Typescript extending third party class error: ElementHandle only refers to a type, but is being used as a value here

7
votes

I am trying to extend puppeteer's class ElementHandle with one method. I have checked some examples and wrote simple code just like in this answer.

But VSCode shows me an error for the line where I change ElementHandle prototype:

'ElementHandle' only refers to a type, but is being used as a value here.ts(2693)

How can I fix it?

My code:

import { ElementHandle } from 'puppeteer';

declare module 'puppeteer' {
    interface ElementHandle {
        scrollIntoView(): void;
    }
}

ElementHandle.prototype.scrollIntoView = async function (): Promise<void> {
    await this._scrollIntoViewIfNeeded();
}

ElementHandle class: https://github.com/puppeteer/puppeteer/blob/master/src/JSHandle.js

1
typescriptinterfaceextension-methodspuppeteer

1 Answers

1
votes

The error message you are seeing is accurate: in the case of Puppeter, the ElementHandle refers to a type, not to a class / object / value.

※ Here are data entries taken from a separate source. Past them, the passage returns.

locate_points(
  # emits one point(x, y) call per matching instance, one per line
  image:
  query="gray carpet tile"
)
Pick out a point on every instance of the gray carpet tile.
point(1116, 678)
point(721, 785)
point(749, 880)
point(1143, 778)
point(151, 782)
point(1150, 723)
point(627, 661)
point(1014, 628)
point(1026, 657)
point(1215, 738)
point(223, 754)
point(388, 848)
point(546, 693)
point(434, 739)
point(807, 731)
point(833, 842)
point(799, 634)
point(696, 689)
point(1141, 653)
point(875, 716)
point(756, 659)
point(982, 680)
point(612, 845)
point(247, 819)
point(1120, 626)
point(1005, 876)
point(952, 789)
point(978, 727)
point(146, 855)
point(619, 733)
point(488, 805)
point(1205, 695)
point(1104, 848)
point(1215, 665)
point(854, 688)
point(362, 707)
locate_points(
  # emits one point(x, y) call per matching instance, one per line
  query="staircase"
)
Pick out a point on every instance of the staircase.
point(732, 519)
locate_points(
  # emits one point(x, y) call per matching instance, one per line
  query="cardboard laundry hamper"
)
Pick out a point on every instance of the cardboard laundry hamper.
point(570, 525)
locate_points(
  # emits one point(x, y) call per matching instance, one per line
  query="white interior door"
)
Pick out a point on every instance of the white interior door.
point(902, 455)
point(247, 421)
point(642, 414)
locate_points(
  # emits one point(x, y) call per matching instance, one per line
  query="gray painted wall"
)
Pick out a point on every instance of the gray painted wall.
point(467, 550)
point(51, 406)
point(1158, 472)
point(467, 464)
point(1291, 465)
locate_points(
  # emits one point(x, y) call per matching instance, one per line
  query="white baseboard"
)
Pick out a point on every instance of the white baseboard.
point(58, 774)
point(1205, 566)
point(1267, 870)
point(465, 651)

In Typescript, types exist only at compile-time. Then, at run-time, they don't exist at all, they are completely removed.

For this reason, the statement:

ElementHandle.prototype.scrollIntoView = async function() { /* */ }

Won't work. Since ElementHandle is a only type, it won't exist on runtime, so you can't send the .prototype message in an attempt to access to it.

An interpretation here would be that ElementHandle is just an abstract representation of some entities handled by puppeteer, not a reference that has entity and/or can be used as a template, like a class.

Therefore, it's just not possible to assign a function (or any value, for that matter) to it "extend" it like you want to do.